Deletion of NLRP3 is associated with decreased neuroinflammation and lower BDNF levels. (A to D) IL-1β, IL-18, IL-6, and BDNF immunoreactivity in the frontal cortex. Representative immunohistochemistry micrographs showing IL-1β, IL-18, IL-6, and BDNF, respectively, in frontal cortex tissues of GW chemical treated (GWP), GW chemical treated NLRP3KO (GWP-NLR3KO), and vehicle control (CONT) treated mice (magnification 40× and scale bar 50 µm). (E to H) Morphometric analysis (represented as % ROI) obtained from 10 to 15 images from different microscopy fields from each mouse sample. Data are represented as mean ± SEM. (*P < .05, n = 6). (I) Western blots of BDNF protein levels in the frontal cortex of GWP and CONT treated mice. (J) Morphometry analysis of all immunoblots normalized against β-actin.
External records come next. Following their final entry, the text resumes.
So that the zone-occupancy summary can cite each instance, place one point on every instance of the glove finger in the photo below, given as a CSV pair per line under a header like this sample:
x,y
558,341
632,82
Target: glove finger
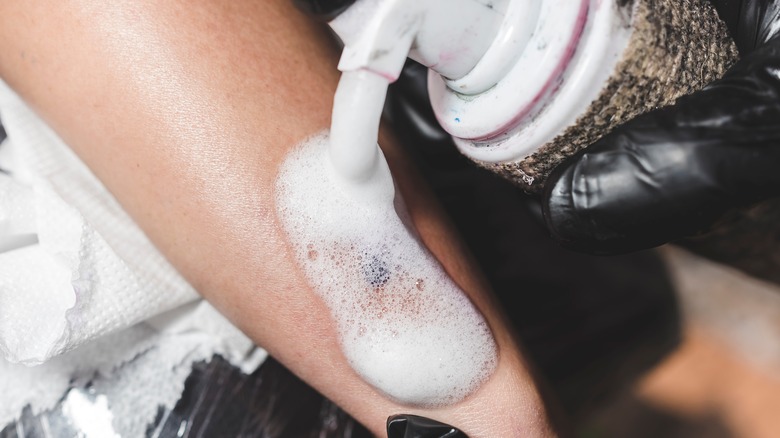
x,y
673,172
323,10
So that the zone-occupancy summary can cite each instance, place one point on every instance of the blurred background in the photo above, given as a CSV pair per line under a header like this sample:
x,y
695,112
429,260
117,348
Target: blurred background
x,y
660,343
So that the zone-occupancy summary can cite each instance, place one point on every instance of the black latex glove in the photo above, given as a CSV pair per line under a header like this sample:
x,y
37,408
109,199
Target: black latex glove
x,y
323,10
672,173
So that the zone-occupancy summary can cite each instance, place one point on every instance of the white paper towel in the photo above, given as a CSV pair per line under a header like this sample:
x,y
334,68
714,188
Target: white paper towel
x,y
73,265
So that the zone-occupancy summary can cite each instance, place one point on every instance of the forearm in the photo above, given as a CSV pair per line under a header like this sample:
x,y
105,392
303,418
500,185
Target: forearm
x,y
185,111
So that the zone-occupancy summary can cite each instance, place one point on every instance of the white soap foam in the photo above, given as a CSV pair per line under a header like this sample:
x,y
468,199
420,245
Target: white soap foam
x,y
404,325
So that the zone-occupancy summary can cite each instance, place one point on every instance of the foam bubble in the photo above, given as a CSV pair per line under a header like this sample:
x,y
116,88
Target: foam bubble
x,y
404,325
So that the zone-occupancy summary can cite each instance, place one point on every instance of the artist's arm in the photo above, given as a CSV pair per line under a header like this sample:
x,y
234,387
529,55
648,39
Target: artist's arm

Data are represented as mean ± SEM (*P = .05, n = 5). BDNF indicates brain-derived neurotrophic factor; GW, Gulf War; SEM, standard error of the mean.

Figure 8.

Deletion of NLRP3 is associated with decreased serum cytokine levels. (A to C) Serum cytokine levels. IL-1β, TNF-α, and IL-6 levels, respectively, determined by ELISA in the serum of vehicle control (CONT), GW chemical treated (GWP) and GW chemical treated NLRP3KO mice (GWP-NLRP3KO). Data are represented as mean ± SEM (*P < .05, n = 6). GW indicates Gulf War; SEM, standard error of the mean.

Figure 9.

Schematic illustration of the proposed mechanism for persistent neuroinflammatory pathology in current study.